Sunday, June 1, 2008
GAS "Nah Und Fern" box-set - released May 26
Summer sees Kompakt release the lavish "Nah Und Fern" collection of Wolfgang Voigt's now classic and
'pop-ambient' genre creating techno-obfuscations of German brass music, schlager and early 20th
Century Composers as a four disc GAS box-set. Followed in June by the release of the accompanying
Book of related photography and a disc of unreleased material on the Raster-Noton imprint.

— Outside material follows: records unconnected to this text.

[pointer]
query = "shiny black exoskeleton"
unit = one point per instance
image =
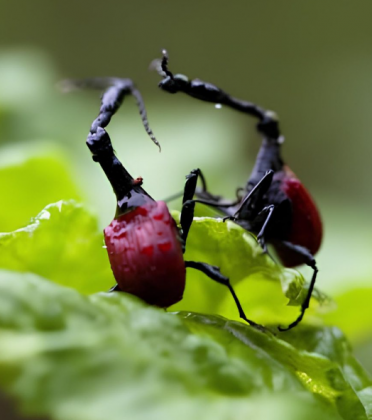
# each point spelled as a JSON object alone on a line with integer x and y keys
{"x": 274, "y": 204}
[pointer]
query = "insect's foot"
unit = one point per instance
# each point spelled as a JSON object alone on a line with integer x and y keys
{"x": 262, "y": 243}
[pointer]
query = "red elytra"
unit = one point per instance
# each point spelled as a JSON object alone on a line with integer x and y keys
{"x": 145, "y": 254}
{"x": 306, "y": 228}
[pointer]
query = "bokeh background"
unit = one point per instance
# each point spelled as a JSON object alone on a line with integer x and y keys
{"x": 310, "y": 61}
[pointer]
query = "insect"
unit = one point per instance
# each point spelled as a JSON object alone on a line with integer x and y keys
{"x": 274, "y": 204}
{"x": 144, "y": 244}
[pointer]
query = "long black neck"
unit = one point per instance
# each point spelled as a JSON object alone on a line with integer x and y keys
{"x": 268, "y": 158}
{"x": 128, "y": 190}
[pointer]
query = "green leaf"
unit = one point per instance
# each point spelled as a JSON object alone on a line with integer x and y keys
{"x": 269, "y": 293}
{"x": 62, "y": 244}
{"x": 353, "y": 313}
{"x": 29, "y": 183}
{"x": 70, "y": 357}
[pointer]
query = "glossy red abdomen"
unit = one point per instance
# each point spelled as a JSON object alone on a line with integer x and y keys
{"x": 146, "y": 256}
{"x": 306, "y": 228}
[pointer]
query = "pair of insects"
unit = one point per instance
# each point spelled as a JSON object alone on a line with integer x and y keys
{"x": 145, "y": 245}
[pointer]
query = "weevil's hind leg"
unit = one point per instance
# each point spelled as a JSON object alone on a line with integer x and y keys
{"x": 308, "y": 259}
{"x": 214, "y": 273}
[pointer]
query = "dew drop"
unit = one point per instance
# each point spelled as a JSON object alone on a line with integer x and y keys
{"x": 165, "y": 246}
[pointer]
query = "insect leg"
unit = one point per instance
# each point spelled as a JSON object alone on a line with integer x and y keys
{"x": 309, "y": 260}
{"x": 261, "y": 235}
{"x": 214, "y": 273}
{"x": 268, "y": 121}
{"x": 128, "y": 191}
{"x": 188, "y": 206}
{"x": 116, "y": 90}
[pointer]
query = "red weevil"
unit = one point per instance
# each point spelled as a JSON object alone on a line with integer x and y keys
{"x": 274, "y": 204}
{"x": 144, "y": 244}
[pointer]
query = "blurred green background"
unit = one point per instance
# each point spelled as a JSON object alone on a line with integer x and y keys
{"x": 310, "y": 61}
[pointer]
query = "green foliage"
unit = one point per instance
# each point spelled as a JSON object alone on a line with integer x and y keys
{"x": 30, "y": 183}
{"x": 71, "y": 356}
{"x": 70, "y": 353}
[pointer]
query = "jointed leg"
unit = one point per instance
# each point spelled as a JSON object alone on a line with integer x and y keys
{"x": 128, "y": 190}
{"x": 261, "y": 235}
{"x": 309, "y": 260}
{"x": 188, "y": 206}
{"x": 256, "y": 192}
{"x": 113, "y": 97}
{"x": 213, "y": 273}
{"x": 268, "y": 121}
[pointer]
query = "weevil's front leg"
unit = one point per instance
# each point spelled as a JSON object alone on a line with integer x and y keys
{"x": 253, "y": 197}
{"x": 214, "y": 273}
{"x": 188, "y": 206}
{"x": 308, "y": 259}
{"x": 128, "y": 190}
{"x": 116, "y": 90}
{"x": 268, "y": 121}
{"x": 267, "y": 212}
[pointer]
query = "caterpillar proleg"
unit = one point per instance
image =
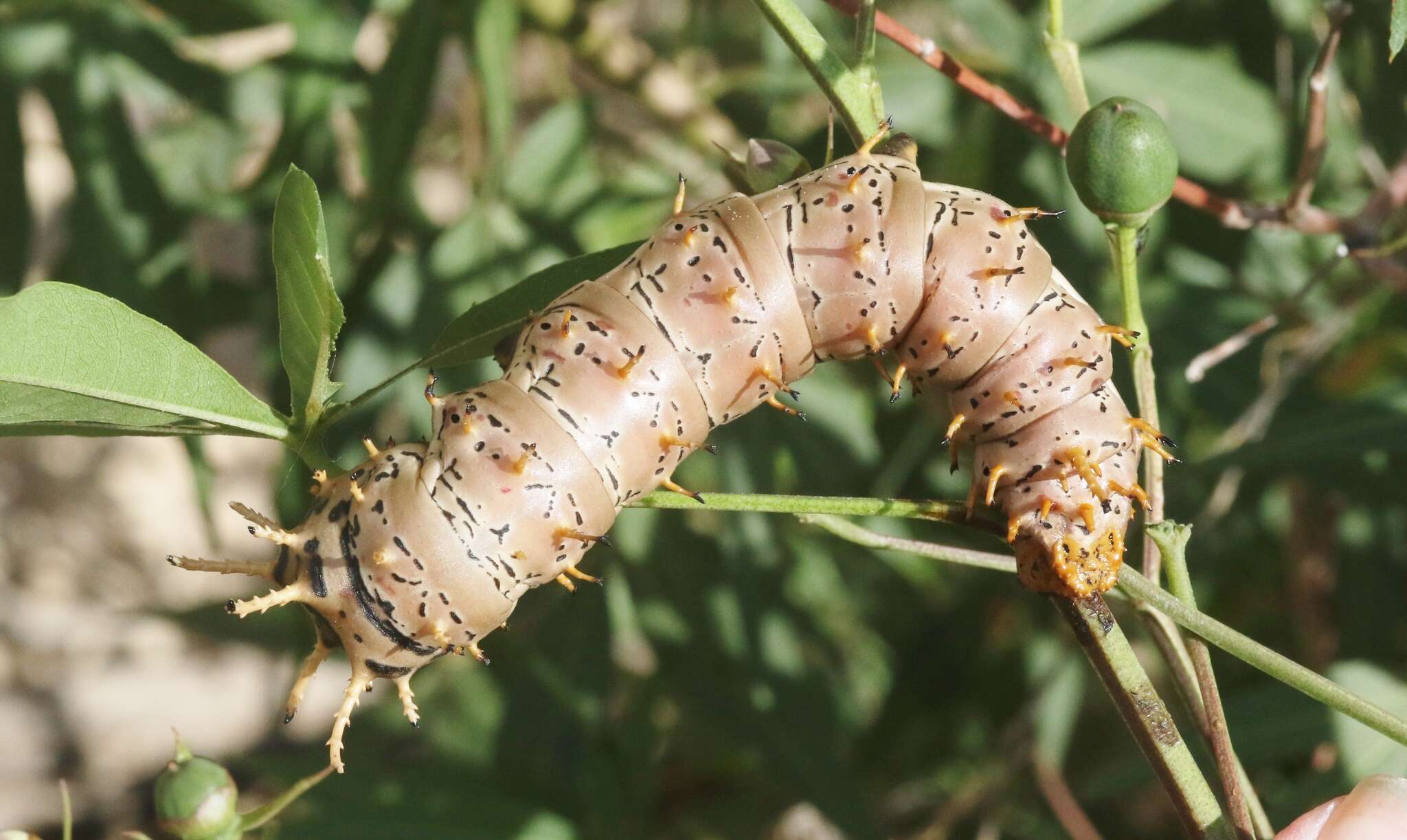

Voigt, in the past known under a great many pseudonyms such as Mike Ink, Studio 1 and his collaborative
project with Jorg Burger as Burger/Ink - is the driving force behind the rise of Cologne minimal techno and
also the Kompakt label's co-founder and co-owner. Running simultaneously with his various techno and
dancefloor-oriented projects of the mid 90's he began to experiment with timbrel structures of free-floating
string loops sourced from classical records as a new ambient project. These disembodied tracks, their lack of
beginning and end, their intoxicating, smooth and partly amorphous structure sounded to him like gaseous
miasmic clouds and thus - GAS was born. GAS is his vision of a sonic journey through the German countryside
accompanied by the sound of Schoenberg and Kraftwerk - a merging of string symphony, french horn,
synthesizer and kick-drum.
Surprisingly, in listening to these now ten years later, the process used in composing the GAS material from the
original sources of Berg/Mahler/Schoenber/Webern/Wagner alongside subtle Angelo Badalamenti/Twin Peaks
-style synth washes into G-ermany A-ustria S-witzerland themed Alpen techno-ambiance is still mysteriously
opaque. Much was said in the way of inspiration and conceptual intent, but very little was revealed as far as
demystifying the opaqueness of said process in a recent cover story article and interview with Voigt in the May
issue of The Wire. Obviously the Modus Operandi here is repetition with the objective being a trance-like hazy
blur of patterned sonic tapestry evocative of refracted light through the forest canopy/jamming down the autobahn
through the German countryside. I can think of little music from this past decade (electronic or otherwise) that
so effectively conjures such a explicit state in the mind of the listener. Hearing these albums now, GAS remains
as abstract, freefloating and otherworldly as the day it was emitted into the global musical atmosphere. This
box-set is testament to the lasting power of its entrancing disembodied spell... all four and a half hours of it.